Their activities schedule is flexible.
“Instead of having things in concrete, we have to be adaptable. As we know the individual children, their personalities, etc., that’s how we arrange our day and our curriculum,” Shannon said.
“We go for a walk, go to the park, play ball. Sometimes we break down and watch TV, but not much TV,” she said.
They have a fenced-in area with playground equipment.
It is a cheery and colorful atmosphere, with much of the children’s art work decorating the walls and hallway. The smaller ones have their own convenient table, just off the kitchen, which the staff compares to a table in a restaurant where the men coffee drinkers sit and tell tales.
The Summertime …
…is busy. “There are challenges when our school-age children are out of school,” Sharon said.
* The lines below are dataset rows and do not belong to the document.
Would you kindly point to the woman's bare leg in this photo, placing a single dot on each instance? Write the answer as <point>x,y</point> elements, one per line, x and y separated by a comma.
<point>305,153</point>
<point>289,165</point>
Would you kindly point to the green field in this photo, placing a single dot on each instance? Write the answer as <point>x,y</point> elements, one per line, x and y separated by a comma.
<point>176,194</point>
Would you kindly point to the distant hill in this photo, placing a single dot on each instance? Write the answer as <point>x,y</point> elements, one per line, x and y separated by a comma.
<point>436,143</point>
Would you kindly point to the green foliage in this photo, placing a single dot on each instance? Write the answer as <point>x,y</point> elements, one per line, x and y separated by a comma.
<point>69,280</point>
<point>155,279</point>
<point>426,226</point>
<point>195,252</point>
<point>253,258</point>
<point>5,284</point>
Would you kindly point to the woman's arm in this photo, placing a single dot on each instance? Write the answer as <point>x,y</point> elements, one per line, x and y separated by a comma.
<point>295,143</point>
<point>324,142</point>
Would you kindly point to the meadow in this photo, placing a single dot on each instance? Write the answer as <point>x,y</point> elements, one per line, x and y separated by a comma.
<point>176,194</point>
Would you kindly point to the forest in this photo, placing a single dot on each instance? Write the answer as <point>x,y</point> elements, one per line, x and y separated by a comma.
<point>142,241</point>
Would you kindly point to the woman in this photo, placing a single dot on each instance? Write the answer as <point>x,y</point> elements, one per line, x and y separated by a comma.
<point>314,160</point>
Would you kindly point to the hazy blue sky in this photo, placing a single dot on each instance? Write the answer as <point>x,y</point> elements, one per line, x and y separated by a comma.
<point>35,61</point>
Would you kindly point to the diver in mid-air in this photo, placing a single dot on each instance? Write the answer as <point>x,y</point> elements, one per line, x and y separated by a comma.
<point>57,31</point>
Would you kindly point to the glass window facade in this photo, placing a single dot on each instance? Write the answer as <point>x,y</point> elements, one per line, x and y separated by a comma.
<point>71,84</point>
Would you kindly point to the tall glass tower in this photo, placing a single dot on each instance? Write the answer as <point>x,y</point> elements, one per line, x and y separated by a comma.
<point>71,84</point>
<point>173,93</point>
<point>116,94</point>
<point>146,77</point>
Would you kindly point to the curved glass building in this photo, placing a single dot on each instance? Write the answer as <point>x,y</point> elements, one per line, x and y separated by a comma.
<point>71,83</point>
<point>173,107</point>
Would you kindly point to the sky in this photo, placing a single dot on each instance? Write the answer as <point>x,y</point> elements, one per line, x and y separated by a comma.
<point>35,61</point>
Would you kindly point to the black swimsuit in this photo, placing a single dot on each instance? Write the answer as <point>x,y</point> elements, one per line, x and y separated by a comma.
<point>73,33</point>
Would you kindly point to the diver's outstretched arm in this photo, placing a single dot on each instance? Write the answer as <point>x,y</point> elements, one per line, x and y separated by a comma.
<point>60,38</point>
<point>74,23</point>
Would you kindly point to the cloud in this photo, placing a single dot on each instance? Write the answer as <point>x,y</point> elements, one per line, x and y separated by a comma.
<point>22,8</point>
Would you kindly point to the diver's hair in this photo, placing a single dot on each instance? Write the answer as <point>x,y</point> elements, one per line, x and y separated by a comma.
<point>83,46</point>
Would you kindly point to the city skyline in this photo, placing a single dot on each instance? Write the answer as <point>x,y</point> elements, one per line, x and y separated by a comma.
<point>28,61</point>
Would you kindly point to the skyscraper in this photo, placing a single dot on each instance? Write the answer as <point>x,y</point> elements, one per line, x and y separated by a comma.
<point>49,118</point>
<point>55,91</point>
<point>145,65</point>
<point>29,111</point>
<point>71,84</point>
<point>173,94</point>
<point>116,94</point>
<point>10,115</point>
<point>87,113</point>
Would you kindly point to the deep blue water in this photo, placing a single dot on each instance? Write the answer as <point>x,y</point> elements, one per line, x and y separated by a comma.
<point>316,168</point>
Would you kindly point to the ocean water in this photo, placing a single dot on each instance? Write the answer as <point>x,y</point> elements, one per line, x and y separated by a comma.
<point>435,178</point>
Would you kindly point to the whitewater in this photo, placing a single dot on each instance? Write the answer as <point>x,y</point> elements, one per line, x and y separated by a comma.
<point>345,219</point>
“We have such a full curriculum. I become the chauffer then,” Sharon said. “We make field trips to the library, the swimming pool, the beach … giving them a chance to get out, play and interact.”
The ‘Grandma Factor’
While the physical aspect of Sunny Days is cheery and lends itself to fun activities and playing, there is also the “homey, comfy aura of the “Grandma Factor,” which Sharon and a member of the staff, Colleen Wefer, tend to distribute. Or, as Shannon describes it, “spoiling” the kids.
Sharon’s duties are mainly administrative, but she said she “floats around, runs errands, etc., and … spoils the kids.
“I can remember the day when we met with the DCFS lady and we were covering a lot of information about the rules and regulations of child care. I said, ‘OK, and then we have “grandma rules,” Sharon said.
“Our most important thing is safety, then nurturing,“ Shannon said.
“The parents want someplace to take their children when they can’t be with them, and we want to make sure that we are giving them that loving, caring, nurturing environment that they would want their children to be in,” Sharon added.
“And because we are small, the children, the staff, us and the parents are like a big family,” she said.
A Surprise Added Benefit
With the arrival of Nikki Jo, Shannon’s daughter, four years ago, “Grandma” and “Mom” dropped the infant age down to 6 weeks, from 15 months.
“I didn’t anticipate having another baby, but when I had Nikki Jo, she got to come to come to work with me,” Shannon said.
“She was our surprise baby,” Sharon added.
The day care, Sunny Day Child Care and Learning Center, was actually named for a bright sunny day. Shannon remarked, “Who doesn’t love a sunny day?” Sharon and Shannon looked at one another and knew that was the perfect name they were looking for … and an appropriate name for the happy little day care, inspired by the love of a mother for her children.